In this paper, we assume the participants to be semi-honest, i.e., they will exactly implement the protocol according to the specified steps. We also suppose the communication channels between the participants are secure and authenticated, which can be realized by conventional cryptography.

2.3 Discussion of the Sate-of-the-ART Scheme

Latley, Zhu et al. [22, 23] put forward an efficient SPP (called EDSPP) for even-dimension private vectors, the detailed steps of which are shown in Protocol 1. In Step 1 of the protocol, for each \(j=1\) to k, the participants will totally generate 4 random numbers, complete 12 additions (including subtractions) and 6 multiplications, and send 6 numbers. Step 2 of the protocol contains 2k additions.
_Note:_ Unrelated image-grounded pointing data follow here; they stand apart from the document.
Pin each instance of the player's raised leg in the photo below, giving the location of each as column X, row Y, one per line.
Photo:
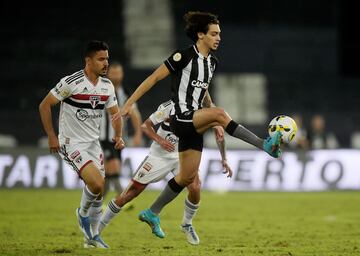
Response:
column 206, row 118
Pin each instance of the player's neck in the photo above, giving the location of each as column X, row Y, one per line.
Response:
column 93, row 78
column 203, row 49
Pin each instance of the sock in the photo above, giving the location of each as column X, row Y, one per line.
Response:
column 114, row 179
column 87, row 199
column 171, row 191
column 240, row 132
column 106, row 186
column 190, row 210
column 95, row 212
column 111, row 211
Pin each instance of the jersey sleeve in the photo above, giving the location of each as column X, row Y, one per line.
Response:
column 162, row 113
column 112, row 100
column 177, row 61
column 62, row 90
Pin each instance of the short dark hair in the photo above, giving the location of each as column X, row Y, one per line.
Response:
column 115, row 64
column 198, row 22
column 94, row 46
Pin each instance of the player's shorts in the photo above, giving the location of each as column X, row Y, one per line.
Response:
column 154, row 168
column 183, row 127
column 109, row 151
column 81, row 154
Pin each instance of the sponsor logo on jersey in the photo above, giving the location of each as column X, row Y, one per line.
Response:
column 64, row 92
column 212, row 68
column 78, row 159
column 171, row 138
column 177, row 56
column 199, row 84
column 94, row 100
column 147, row 166
column 82, row 115
column 141, row 174
column 74, row 154
column 79, row 81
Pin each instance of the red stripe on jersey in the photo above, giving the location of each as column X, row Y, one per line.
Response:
column 87, row 96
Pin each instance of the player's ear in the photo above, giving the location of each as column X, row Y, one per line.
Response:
column 87, row 60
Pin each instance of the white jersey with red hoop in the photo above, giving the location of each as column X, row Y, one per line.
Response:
column 82, row 106
column 161, row 116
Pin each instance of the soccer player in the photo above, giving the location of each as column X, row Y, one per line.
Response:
column 112, row 156
column 162, row 159
column 83, row 96
column 191, row 71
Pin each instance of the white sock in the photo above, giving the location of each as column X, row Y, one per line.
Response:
column 95, row 212
column 190, row 210
column 87, row 199
column 111, row 211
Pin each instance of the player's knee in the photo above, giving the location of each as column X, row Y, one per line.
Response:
column 187, row 180
column 221, row 115
column 194, row 187
column 97, row 186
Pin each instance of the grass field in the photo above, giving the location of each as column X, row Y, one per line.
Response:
column 43, row 222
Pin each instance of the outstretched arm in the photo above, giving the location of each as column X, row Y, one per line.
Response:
column 46, row 119
column 219, row 136
column 160, row 73
column 136, row 121
column 116, row 123
column 148, row 129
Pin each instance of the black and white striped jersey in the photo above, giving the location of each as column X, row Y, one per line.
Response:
column 191, row 76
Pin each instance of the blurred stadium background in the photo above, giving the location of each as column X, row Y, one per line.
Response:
column 276, row 57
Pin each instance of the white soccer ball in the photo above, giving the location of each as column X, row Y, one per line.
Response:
column 286, row 125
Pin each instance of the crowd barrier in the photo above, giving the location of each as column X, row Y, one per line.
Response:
column 253, row 170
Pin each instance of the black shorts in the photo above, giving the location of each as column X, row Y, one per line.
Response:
column 182, row 126
column 109, row 151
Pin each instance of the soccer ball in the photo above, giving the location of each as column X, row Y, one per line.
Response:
column 286, row 125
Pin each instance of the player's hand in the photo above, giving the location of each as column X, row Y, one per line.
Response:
column 219, row 133
column 126, row 111
column 136, row 140
column 227, row 168
column 119, row 143
column 167, row 145
column 54, row 144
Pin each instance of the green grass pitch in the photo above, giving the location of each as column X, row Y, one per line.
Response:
column 43, row 222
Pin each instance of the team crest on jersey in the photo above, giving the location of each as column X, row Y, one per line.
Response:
column 64, row 93
column 94, row 100
column 212, row 68
column 177, row 56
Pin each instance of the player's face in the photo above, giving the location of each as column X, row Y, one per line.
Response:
column 116, row 74
column 212, row 37
column 99, row 63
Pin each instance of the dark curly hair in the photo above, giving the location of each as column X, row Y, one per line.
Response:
column 198, row 22
column 94, row 46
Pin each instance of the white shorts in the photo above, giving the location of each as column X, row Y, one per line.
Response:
column 154, row 168
column 81, row 154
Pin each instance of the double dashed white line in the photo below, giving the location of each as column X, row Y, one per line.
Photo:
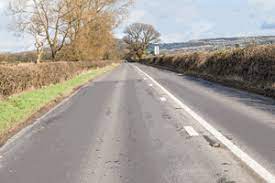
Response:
column 250, row 162
column 191, row 131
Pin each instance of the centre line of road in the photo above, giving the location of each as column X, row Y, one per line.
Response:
column 250, row 162
column 191, row 131
column 163, row 99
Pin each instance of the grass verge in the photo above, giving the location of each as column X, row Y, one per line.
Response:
column 16, row 111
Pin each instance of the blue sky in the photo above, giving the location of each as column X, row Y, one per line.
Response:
column 182, row 20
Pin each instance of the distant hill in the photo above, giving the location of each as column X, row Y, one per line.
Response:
column 215, row 44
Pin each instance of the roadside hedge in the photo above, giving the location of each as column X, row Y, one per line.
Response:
column 251, row 68
column 18, row 78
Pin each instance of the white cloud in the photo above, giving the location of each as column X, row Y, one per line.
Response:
column 173, row 37
column 266, row 5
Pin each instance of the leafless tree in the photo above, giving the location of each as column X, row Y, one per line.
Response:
column 57, row 23
column 138, row 38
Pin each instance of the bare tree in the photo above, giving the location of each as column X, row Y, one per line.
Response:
column 45, row 20
column 57, row 23
column 138, row 38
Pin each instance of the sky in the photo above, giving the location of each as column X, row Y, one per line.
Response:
column 180, row 20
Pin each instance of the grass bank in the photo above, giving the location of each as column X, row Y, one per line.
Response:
column 16, row 111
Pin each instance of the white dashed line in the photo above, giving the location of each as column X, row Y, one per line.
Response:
column 191, row 131
column 249, row 161
column 163, row 99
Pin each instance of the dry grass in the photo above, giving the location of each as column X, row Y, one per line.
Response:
column 21, row 77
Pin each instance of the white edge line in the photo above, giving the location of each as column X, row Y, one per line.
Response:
column 191, row 131
column 5, row 148
column 254, row 165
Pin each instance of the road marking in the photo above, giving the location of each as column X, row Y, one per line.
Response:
column 191, row 131
column 163, row 99
column 250, row 162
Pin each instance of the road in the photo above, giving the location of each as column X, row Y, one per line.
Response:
column 123, row 128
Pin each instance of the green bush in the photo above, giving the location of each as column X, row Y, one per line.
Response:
column 18, row 78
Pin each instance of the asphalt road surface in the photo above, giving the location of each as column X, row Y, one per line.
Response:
column 122, row 128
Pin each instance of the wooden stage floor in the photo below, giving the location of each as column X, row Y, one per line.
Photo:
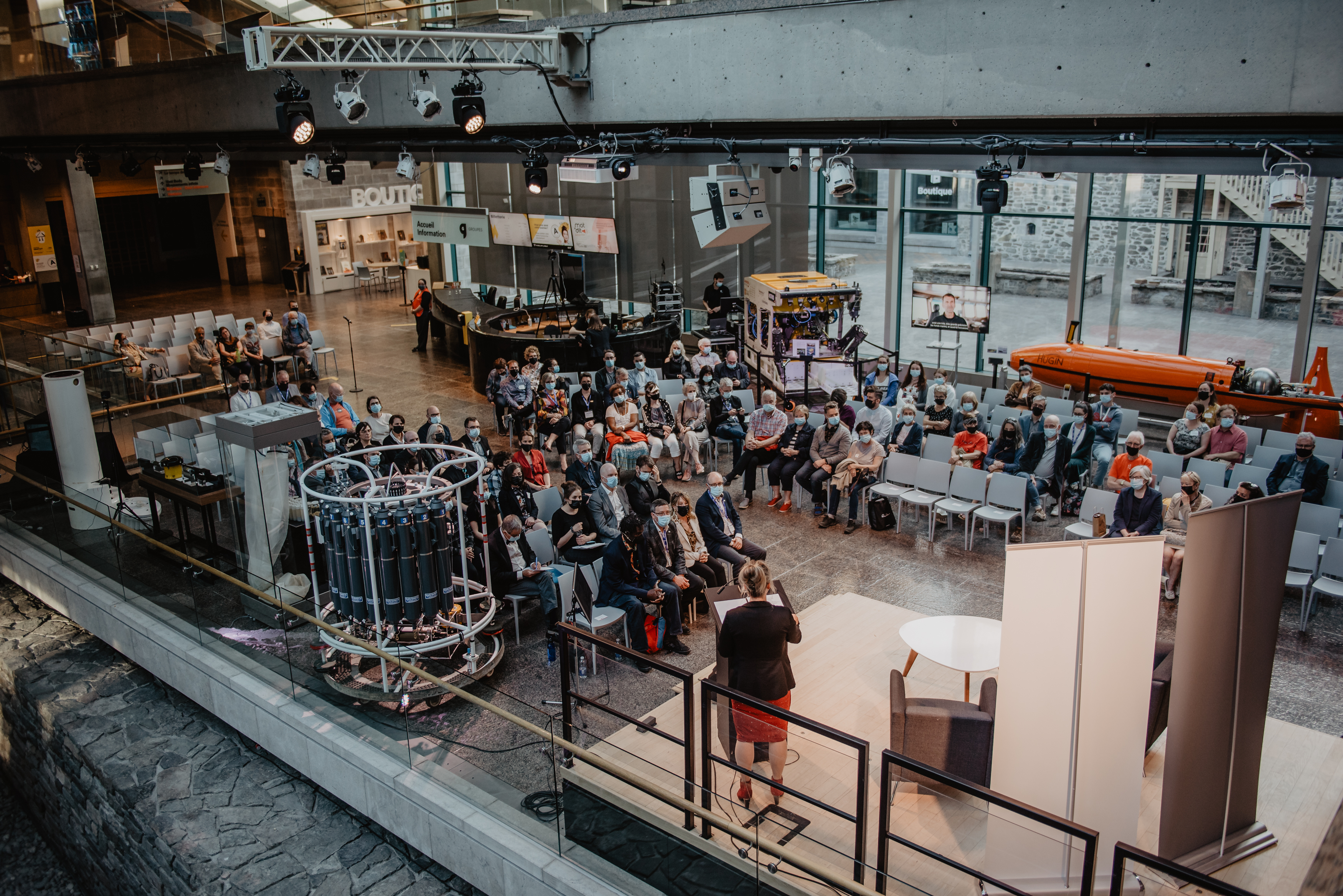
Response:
column 843, row 667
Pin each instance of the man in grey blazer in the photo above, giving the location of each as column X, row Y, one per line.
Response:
column 609, row 504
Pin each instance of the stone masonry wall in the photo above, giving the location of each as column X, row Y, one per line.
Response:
column 139, row 791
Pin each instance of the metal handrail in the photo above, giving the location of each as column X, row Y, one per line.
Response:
column 707, row 759
column 1190, row 876
column 889, row 758
column 685, row 742
column 751, row 837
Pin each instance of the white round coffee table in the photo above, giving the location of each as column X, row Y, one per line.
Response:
column 965, row 644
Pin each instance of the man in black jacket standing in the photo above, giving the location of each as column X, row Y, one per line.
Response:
column 1044, row 465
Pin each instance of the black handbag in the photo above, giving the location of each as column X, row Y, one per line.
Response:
column 880, row 516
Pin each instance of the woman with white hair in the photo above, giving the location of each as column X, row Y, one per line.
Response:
column 1190, row 500
column 1138, row 511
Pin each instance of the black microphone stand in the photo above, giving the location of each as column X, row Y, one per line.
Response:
column 354, row 370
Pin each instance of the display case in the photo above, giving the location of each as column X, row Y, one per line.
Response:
column 336, row 241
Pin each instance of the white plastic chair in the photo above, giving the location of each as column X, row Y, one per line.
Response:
column 966, row 494
column 1006, row 500
column 931, row 484
column 1094, row 502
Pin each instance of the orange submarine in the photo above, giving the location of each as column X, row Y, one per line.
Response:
column 1174, row 379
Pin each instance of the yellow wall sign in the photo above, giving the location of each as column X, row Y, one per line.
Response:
column 43, row 250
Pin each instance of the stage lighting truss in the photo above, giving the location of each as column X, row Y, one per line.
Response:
column 293, row 112
column 468, row 107
column 350, row 99
column 536, row 175
column 425, row 97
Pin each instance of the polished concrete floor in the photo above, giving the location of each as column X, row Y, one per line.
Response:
column 907, row 570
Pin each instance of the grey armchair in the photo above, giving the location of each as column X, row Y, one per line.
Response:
column 954, row 736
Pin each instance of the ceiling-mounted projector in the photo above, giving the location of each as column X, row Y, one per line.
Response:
column 598, row 170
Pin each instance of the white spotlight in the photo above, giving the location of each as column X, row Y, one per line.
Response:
column 840, row 175
column 406, row 165
column 350, row 101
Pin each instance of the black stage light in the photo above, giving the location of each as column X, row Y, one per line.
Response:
column 468, row 107
column 191, row 166
column 293, row 113
column 536, row 174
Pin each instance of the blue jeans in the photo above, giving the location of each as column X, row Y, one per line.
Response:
column 1103, row 453
column 735, row 434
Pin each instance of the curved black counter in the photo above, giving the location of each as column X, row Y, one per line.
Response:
column 488, row 342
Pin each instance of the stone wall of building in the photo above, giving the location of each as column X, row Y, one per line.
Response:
column 139, row 791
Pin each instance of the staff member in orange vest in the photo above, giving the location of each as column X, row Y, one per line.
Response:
column 424, row 307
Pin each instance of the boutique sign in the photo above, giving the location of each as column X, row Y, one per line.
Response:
column 398, row 195
column 452, row 225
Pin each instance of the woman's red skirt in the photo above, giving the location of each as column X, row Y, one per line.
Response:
column 757, row 726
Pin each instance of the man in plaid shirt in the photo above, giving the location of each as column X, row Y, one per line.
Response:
column 763, row 432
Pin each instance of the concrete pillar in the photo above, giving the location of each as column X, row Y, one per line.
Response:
column 86, row 246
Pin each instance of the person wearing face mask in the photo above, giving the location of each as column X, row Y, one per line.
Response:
column 829, row 446
column 669, row 565
column 1044, row 465
column 1189, row 436
column 693, row 546
column 886, row 380
column 1138, row 511
column 765, row 429
column 553, row 417
column 1021, row 393
column 1118, row 478
column 376, row 418
column 676, row 366
column 573, row 530
column 727, row 418
column 587, row 413
column 706, row 358
column 515, row 569
column 245, row 397
column 516, row 397
column 624, row 438
column 907, row 434
column 915, row 387
column 1109, row 420
column 609, row 504
column 873, row 412
column 645, row 487
column 970, row 446
column 794, row 453
column 1228, row 441
column 1033, row 421
column 692, row 428
column 1300, row 471
column 939, row 414
column 583, row 469
column 856, row 472
column 722, row 526
column 1176, row 519
column 606, row 375
column 536, row 475
column 518, row 500
column 1083, row 436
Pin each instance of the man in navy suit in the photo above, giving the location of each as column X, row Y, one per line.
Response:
column 722, row 526
column 1302, row 471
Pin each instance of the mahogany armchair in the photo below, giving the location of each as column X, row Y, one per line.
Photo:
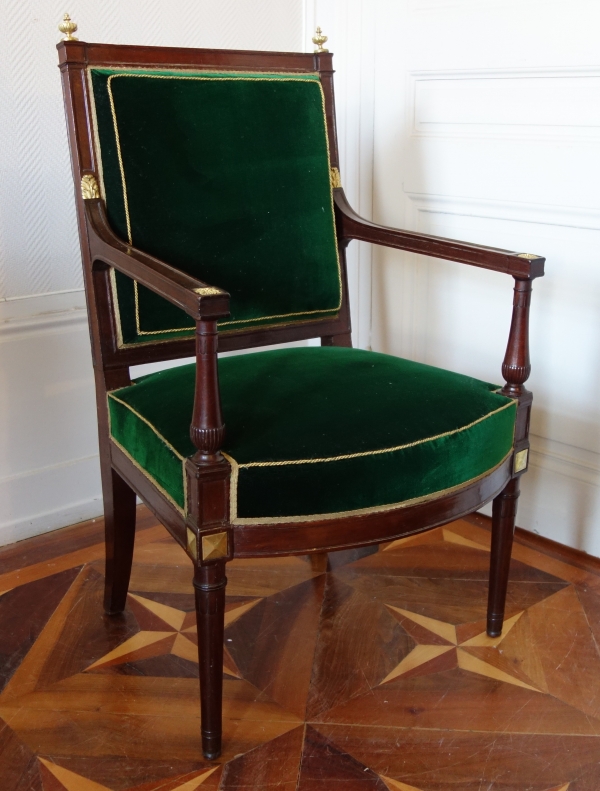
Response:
column 212, row 218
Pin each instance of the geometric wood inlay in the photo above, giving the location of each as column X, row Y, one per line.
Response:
column 377, row 673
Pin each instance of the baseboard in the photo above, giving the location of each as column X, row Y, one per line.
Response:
column 46, row 499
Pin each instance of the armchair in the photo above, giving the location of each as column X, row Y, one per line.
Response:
column 212, row 218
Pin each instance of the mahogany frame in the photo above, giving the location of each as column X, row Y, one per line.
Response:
column 208, row 473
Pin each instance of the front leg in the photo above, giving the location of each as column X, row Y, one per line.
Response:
column 503, row 528
column 209, row 584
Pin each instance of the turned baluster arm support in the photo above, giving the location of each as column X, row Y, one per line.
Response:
column 516, row 366
column 207, row 430
column 516, row 369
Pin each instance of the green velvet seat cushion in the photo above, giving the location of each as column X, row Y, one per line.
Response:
column 227, row 177
column 321, row 431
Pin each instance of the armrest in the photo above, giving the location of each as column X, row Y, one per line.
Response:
column 520, row 265
column 197, row 299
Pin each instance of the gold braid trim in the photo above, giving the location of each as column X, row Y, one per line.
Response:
column 376, row 452
column 376, row 509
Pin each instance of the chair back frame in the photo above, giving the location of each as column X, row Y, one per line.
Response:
column 75, row 59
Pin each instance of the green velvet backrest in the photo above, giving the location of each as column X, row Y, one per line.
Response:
column 227, row 177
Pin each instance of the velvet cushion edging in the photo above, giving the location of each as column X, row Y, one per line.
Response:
column 322, row 430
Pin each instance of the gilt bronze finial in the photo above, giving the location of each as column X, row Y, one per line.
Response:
column 319, row 39
column 68, row 27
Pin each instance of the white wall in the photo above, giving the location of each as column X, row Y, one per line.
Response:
column 487, row 128
column 49, row 474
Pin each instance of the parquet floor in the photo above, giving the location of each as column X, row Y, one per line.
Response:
column 376, row 675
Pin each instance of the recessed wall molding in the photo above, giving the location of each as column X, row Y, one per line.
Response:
column 536, row 103
column 546, row 214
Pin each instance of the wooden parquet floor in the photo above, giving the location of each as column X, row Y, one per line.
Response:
column 375, row 675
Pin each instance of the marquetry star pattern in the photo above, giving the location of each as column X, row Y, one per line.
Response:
column 375, row 675
column 438, row 648
column 167, row 630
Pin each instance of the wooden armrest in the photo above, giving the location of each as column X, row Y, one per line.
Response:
column 520, row 265
column 199, row 300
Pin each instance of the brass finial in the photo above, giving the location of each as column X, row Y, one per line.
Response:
column 319, row 39
column 68, row 27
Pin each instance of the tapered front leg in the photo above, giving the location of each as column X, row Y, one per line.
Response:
column 119, row 527
column 210, row 582
column 503, row 528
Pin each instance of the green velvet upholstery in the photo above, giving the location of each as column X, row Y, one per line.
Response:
column 225, row 176
column 321, row 430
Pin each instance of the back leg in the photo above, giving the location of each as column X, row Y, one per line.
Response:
column 119, row 527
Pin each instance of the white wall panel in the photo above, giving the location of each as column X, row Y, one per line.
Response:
column 515, row 102
column 487, row 129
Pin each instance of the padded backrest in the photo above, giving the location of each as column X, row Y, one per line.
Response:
column 227, row 177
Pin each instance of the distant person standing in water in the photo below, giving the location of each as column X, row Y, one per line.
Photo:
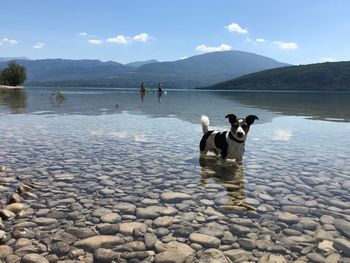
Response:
column 143, row 87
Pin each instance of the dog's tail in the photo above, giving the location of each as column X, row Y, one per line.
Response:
column 205, row 123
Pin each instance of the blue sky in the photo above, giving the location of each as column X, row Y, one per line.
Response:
column 296, row 32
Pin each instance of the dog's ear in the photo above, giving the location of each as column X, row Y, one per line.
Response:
column 250, row 119
column 231, row 118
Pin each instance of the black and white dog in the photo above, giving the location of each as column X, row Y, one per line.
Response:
column 229, row 144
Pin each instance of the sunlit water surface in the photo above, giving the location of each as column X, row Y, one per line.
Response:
column 297, row 153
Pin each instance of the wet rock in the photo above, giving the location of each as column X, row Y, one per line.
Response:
column 326, row 246
column 92, row 243
column 14, row 198
column 128, row 227
column 75, row 253
column 146, row 213
column 137, row 255
column 81, row 232
column 22, row 242
column 34, row 258
column 315, row 257
column 323, row 235
column 213, row 255
column 150, row 240
column 5, row 251
column 162, row 231
column 272, row 258
column 308, row 224
column 288, row 218
column 205, row 240
column 342, row 245
column 246, row 243
column 16, row 207
column 342, row 226
column 126, row 208
column 2, row 234
column 240, row 230
column 174, row 252
column 107, row 229
column 326, row 219
column 111, row 218
column 235, row 254
column 60, row 248
column 42, row 221
column 295, row 209
column 174, row 197
column 104, row 255
column 163, row 221
column 6, row 214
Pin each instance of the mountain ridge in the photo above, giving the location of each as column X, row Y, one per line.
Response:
column 199, row 70
column 327, row 76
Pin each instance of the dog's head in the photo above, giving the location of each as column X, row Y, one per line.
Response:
column 239, row 126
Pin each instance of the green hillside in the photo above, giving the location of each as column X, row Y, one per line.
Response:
column 329, row 76
column 200, row 70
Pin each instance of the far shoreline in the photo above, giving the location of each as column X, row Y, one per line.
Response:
column 10, row 87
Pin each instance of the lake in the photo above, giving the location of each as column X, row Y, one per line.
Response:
column 125, row 167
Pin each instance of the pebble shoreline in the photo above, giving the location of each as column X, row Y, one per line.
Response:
column 94, row 198
column 60, row 222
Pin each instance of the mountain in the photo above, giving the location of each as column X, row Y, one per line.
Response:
column 12, row 58
column 200, row 70
column 212, row 67
column 138, row 64
column 43, row 70
column 328, row 76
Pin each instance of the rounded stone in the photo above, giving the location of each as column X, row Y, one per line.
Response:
column 16, row 207
column 128, row 227
column 104, row 255
column 5, row 251
column 92, row 243
column 205, row 240
column 213, row 255
column 111, row 218
column 34, row 258
column 174, row 196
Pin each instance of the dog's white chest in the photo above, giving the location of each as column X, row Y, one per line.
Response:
column 235, row 150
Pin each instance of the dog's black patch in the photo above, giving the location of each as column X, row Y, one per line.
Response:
column 221, row 143
column 204, row 140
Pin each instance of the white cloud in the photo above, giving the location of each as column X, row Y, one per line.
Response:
column 260, row 40
column 328, row 59
column 222, row 47
column 118, row 39
column 39, row 45
column 283, row 135
column 236, row 28
column 143, row 37
column 95, row 41
column 286, row 45
column 7, row 41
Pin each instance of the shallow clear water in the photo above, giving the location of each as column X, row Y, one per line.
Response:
column 297, row 155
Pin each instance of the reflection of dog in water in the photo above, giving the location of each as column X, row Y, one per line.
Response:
column 231, row 178
column 227, row 144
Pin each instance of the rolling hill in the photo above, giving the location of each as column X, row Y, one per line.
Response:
column 329, row 76
column 194, row 71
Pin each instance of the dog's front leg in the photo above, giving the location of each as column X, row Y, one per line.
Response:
column 223, row 162
column 239, row 160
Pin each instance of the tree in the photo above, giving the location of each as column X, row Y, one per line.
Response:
column 13, row 75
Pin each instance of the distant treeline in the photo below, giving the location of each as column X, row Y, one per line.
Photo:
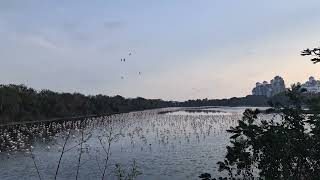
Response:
column 21, row 103
column 249, row 100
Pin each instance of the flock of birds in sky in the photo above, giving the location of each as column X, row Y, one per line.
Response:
column 124, row 60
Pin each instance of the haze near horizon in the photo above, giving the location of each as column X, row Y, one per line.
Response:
column 179, row 49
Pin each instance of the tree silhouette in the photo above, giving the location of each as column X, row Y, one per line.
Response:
column 315, row 53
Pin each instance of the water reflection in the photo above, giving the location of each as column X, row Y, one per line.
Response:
column 161, row 145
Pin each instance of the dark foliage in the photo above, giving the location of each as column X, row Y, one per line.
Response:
column 20, row 103
column 250, row 100
column 315, row 52
column 286, row 147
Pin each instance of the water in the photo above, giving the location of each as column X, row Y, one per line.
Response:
column 179, row 144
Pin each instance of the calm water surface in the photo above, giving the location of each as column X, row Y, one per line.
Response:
column 180, row 144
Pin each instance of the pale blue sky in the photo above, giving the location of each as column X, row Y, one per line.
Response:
column 185, row 49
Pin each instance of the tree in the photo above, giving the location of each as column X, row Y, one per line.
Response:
column 315, row 52
column 287, row 146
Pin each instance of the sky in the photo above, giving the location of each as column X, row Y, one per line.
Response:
column 184, row 49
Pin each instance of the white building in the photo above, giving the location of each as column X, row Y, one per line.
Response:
column 311, row 86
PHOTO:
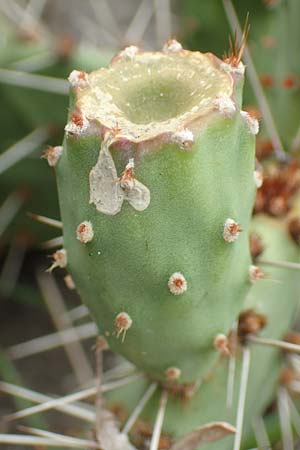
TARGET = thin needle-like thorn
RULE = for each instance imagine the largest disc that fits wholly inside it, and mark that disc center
(296, 141)
(9, 208)
(139, 408)
(55, 305)
(295, 416)
(23, 147)
(46, 220)
(52, 243)
(99, 374)
(51, 341)
(34, 81)
(89, 392)
(80, 412)
(281, 264)
(285, 420)
(19, 439)
(261, 434)
(242, 398)
(34, 63)
(256, 85)
(159, 421)
(275, 343)
(63, 439)
(230, 381)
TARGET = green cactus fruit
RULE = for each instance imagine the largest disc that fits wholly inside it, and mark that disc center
(156, 188)
(276, 298)
(274, 46)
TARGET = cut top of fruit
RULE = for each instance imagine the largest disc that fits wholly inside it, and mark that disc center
(150, 93)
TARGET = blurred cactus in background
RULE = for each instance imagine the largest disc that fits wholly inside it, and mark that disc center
(180, 240)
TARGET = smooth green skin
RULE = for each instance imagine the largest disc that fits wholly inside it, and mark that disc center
(127, 265)
(277, 298)
(281, 22)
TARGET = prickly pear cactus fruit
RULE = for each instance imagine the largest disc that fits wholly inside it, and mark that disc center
(156, 187)
(218, 395)
(157, 182)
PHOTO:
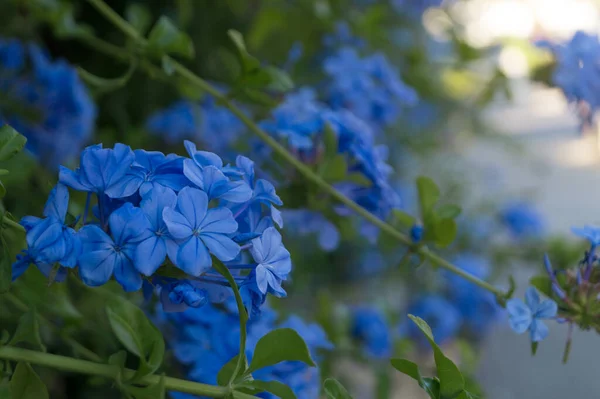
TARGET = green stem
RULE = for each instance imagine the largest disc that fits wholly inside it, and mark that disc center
(82, 350)
(185, 73)
(104, 370)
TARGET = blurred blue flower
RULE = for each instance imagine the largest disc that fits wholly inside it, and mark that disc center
(529, 315)
(523, 220)
(45, 101)
(370, 327)
(441, 315)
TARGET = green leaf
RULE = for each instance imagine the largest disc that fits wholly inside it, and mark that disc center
(137, 334)
(11, 142)
(28, 330)
(334, 169)
(445, 232)
(448, 211)
(166, 38)
(25, 384)
(275, 387)
(278, 346)
(154, 391)
(139, 17)
(404, 218)
(335, 390)
(451, 379)
(248, 62)
(107, 84)
(429, 195)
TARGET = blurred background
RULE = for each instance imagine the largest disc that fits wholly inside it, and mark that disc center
(483, 96)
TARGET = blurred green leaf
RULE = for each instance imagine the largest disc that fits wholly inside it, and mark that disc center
(28, 330)
(11, 142)
(335, 390)
(137, 334)
(25, 384)
(166, 38)
(283, 344)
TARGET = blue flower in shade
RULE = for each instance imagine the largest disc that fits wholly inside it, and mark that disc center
(199, 230)
(304, 222)
(102, 171)
(45, 101)
(154, 247)
(102, 255)
(178, 122)
(523, 220)
(205, 170)
(49, 240)
(528, 315)
(441, 315)
(150, 169)
(591, 233)
(273, 262)
(370, 327)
Therefore, EDSPP will generate 4k random numbers, require 14k additions and 6k multiplications, and send 6k numbers.

The work [22, 23] has shown that EDSPP will disclose \((x_{2j-1}+x_{2j})\) to Bob, and reveal \((y_{2j-1}-y_{2j})\) to Alice. Though the disclosed summation might reveal partial information about private input, the security still can be acceptable in some real-world applications shown in [22, 23]. In this paper, we will propose a new even-dimension SPP with much higher efficiency and the same security.

figure a

3 Our New Scheme

In this paper, we focus on securely computing the scalar product of two private even-dimension vectors. For simplicity of presentation, we will introduce our scheme by using two 2-dimensional vectors (i.e., \(n=2\)). Our complete solution for any 2k-dimensional vectors (\(n=2k,~k>0\)) will be presented in the last part of this section.

While \(n=2\), Alice holds \(\varvec{x}=(x_1,x_2)\) and Bob has \(\varvec{y}=(y_1,y_2)\). To compute u and v which meets \(u+v=\varvec{x}\cdot \varvec{y}=x_1y_1+x_2+y_2\), Alice and Bob can exchange one dimension with each other. Concretely, Alice sends \(x_2\) to Bob, and Bob shares \(y_1\) with Alice, then Alice can set \(u=x_1y_1\) and Bob can attain \(v=x_2y_2\). However, the simple interchange will violate the privacy of \(x_2\) and \(y_1\). Our secure scheme is achieved by improving the above simple approach.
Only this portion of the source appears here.